Global String and Regex Behavior

In this codebase, string validation behavior is managed through a dual-layer configuration system. Global defaults are defined in CoreConfig, while specific field behaviors are defined in StringSchema. This allows for consistent string handling across an entire schema while permitting granular overrides where necessary.

Global Configuration with CoreConfig

The CoreConfig class in pydantic_core.core_schema provides several attributes that establish default validation rules for all string fields within a SchemaValidator. These settings are particularly useful for enforcing organization-wide or application-wide standards, such as maximum input lengths or automatic whitespace trimming.

Key global string attributes include:

  • str_max_length and str_min_length: Set global bounds on string length.
  • str_strip_whitespace: When True, leading and trailing whitespace is removed from all strings.
  • str_to_lower and str_to_upper: Automatically transform string casing.

As shown in pydantic-core/tests/test_config.py, these global settings are applied when the StringSchema (via cs.str_schema()) does not specify its own constraints:

from pydantic_core import CoreConfig, SchemaValidator, core_schema as cs

# Global constraint applied via CoreConfig
v = SchemaValidator(
cs.str_schema(),
config=CoreConfig(str_max_length=5)
)

assert v.isinstance_python('test') is True
assert v.isinstance_python('test long') is False

Field-Level Overrides

Individual fields defined via StringSchema can override any global setting. If a constraint is defined in both CoreConfig and StringSchema, the field-level definition takes precedence.

This hierarchy is demonstrated in the project's test suite:

# Field-level max_length (5) overrides global str_max_length (10)
v = SchemaValidator(
cs.str_schema(max_length=5),
config=CoreConfig(str_max_length=10)
)

assert v.isinstance_python('test') is True
assert v.isinstance_python('test long') is False

Regex Engine Selection

The codebase supports two different engines for validating string patterns: rust-regex and python-re. This can be configured globally in CoreConfig.regex_engine or locally in StringSchema.regex_engine.

Rust Regex Engine (rust-regex)

This is the default engine. It is implemented using the Rust regex crate, which guarantees linear-time searching and protects against ReDoS (Regular Expression Denial of Service) attacks. However, it does not support certain advanced features like look-around or backreferences.

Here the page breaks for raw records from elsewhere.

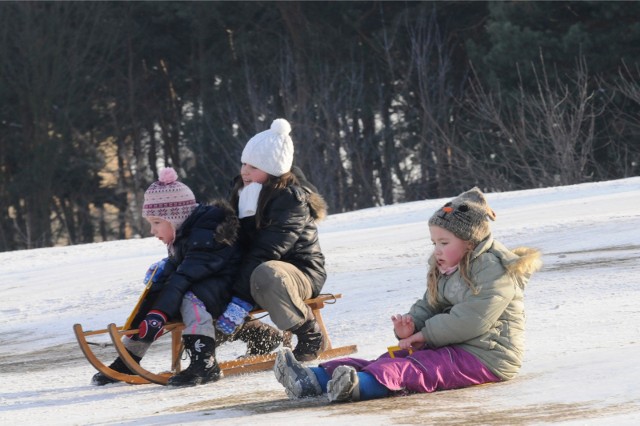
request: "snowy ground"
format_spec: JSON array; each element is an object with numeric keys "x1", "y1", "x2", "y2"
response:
[{"x1": 1, "y1": 177, "x2": 639, "y2": 425}]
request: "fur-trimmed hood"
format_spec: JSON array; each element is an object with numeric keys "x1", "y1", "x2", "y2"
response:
[
  {"x1": 291, "y1": 166, "x2": 328, "y2": 222},
  {"x1": 504, "y1": 247, "x2": 543, "y2": 289},
  {"x1": 209, "y1": 198, "x2": 240, "y2": 246},
  {"x1": 474, "y1": 236, "x2": 543, "y2": 289},
  {"x1": 306, "y1": 191, "x2": 328, "y2": 222}
]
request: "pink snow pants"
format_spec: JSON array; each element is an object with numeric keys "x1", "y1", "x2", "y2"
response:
[{"x1": 320, "y1": 345, "x2": 500, "y2": 393}]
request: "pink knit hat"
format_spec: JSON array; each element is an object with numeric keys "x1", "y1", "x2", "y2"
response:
[{"x1": 142, "y1": 168, "x2": 197, "y2": 230}]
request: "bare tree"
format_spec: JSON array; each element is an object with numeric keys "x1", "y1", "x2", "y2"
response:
[
  {"x1": 459, "y1": 55, "x2": 604, "y2": 190},
  {"x1": 603, "y1": 61, "x2": 640, "y2": 178}
]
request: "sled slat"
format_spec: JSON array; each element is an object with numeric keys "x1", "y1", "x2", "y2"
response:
[{"x1": 219, "y1": 345, "x2": 359, "y2": 377}]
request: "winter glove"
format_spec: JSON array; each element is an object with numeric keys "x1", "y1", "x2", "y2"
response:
[
  {"x1": 238, "y1": 182, "x2": 262, "y2": 219},
  {"x1": 143, "y1": 258, "x2": 168, "y2": 285},
  {"x1": 137, "y1": 310, "x2": 167, "y2": 343},
  {"x1": 216, "y1": 297, "x2": 253, "y2": 335}
]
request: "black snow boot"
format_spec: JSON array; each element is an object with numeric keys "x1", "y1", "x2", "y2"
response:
[
  {"x1": 235, "y1": 319, "x2": 285, "y2": 356},
  {"x1": 91, "y1": 352, "x2": 142, "y2": 386},
  {"x1": 167, "y1": 334, "x2": 221, "y2": 387},
  {"x1": 292, "y1": 318, "x2": 324, "y2": 362}
]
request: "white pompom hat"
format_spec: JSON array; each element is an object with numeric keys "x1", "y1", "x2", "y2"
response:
[{"x1": 241, "y1": 118, "x2": 294, "y2": 177}]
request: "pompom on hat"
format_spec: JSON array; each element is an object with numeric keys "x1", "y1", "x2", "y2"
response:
[
  {"x1": 428, "y1": 187, "x2": 497, "y2": 244},
  {"x1": 142, "y1": 167, "x2": 197, "y2": 230},
  {"x1": 241, "y1": 118, "x2": 294, "y2": 177}
]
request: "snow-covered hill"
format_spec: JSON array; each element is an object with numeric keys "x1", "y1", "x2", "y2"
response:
[{"x1": 1, "y1": 178, "x2": 639, "y2": 425}]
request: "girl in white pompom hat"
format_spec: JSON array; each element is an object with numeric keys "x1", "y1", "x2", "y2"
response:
[{"x1": 219, "y1": 118, "x2": 329, "y2": 362}]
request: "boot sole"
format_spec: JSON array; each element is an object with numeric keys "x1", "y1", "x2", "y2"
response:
[
  {"x1": 91, "y1": 373, "x2": 119, "y2": 386},
  {"x1": 167, "y1": 370, "x2": 223, "y2": 387},
  {"x1": 274, "y1": 349, "x2": 322, "y2": 399},
  {"x1": 327, "y1": 366, "x2": 359, "y2": 403}
]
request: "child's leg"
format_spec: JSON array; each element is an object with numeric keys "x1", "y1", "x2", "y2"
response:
[
  {"x1": 361, "y1": 346, "x2": 500, "y2": 394},
  {"x1": 357, "y1": 371, "x2": 390, "y2": 399},
  {"x1": 180, "y1": 291, "x2": 215, "y2": 339},
  {"x1": 121, "y1": 291, "x2": 215, "y2": 360},
  {"x1": 309, "y1": 366, "x2": 330, "y2": 392},
  {"x1": 167, "y1": 292, "x2": 222, "y2": 387},
  {"x1": 274, "y1": 356, "x2": 390, "y2": 401},
  {"x1": 310, "y1": 366, "x2": 390, "y2": 397},
  {"x1": 327, "y1": 366, "x2": 390, "y2": 403},
  {"x1": 122, "y1": 336, "x2": 152, "y2": 358},
  {"x1": 274, "y1": 348, "x2": 323, "y2": 398}
]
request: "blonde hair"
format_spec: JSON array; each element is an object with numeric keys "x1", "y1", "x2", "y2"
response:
[{"x1": 426, "y1": 246, "x2": 478, "y2": 308}]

Python Regex Engine (python-re)

The Python engine uses the standard library re module. It should be selected when complex regex features are required that the Rust engine does not support.

An example from pydantic-core/tests/validators/test_string.py shows the Python engine being used for backreferences (which rust-regex would reject):

from pydantic_core import SchemaValidator, core_schema

# Using Python regex engine for backreference support (\1)
pattern = r'r(#*)".*?"\1'
v = SchemaValidator(
core_schema.str_schema(pattern=pattern, regex_engine='python-re')
)

assert v.validate_python('r#""#') == 'r#""#'

Coercion and Strict Mode

The coerce_numbers_to_str setting determines whether numeric types (like int or float) should be automatically converted to strings during validation.

  • Non-Strict Mode: If coerce_numbers_to_str is True, an input like 123 will be validated as "123".
  • Strict Mode: If strict=True is set in either CoreConfig or StringSchema, coercion is disabled regardless of the coerce_numbers_to_str setting.

Order of Operations

When multiple transformations and validations are applied to a string, the internal pipeline follows a specific sequence:

  1. Coercion: Numbers are converted to strings (if enabled).
  2. Regex Matching: The pattern is checked against the raw (or coerced) string.
  3. Transformations: strip_whitespace, to_lower, and to_upper are applied.
  4. Length Validation: min_length and max_length are checked against the final transformed string.

This order ensures that length constraints are enforced on the "clean" version of the data that will actually be stored or used by the application.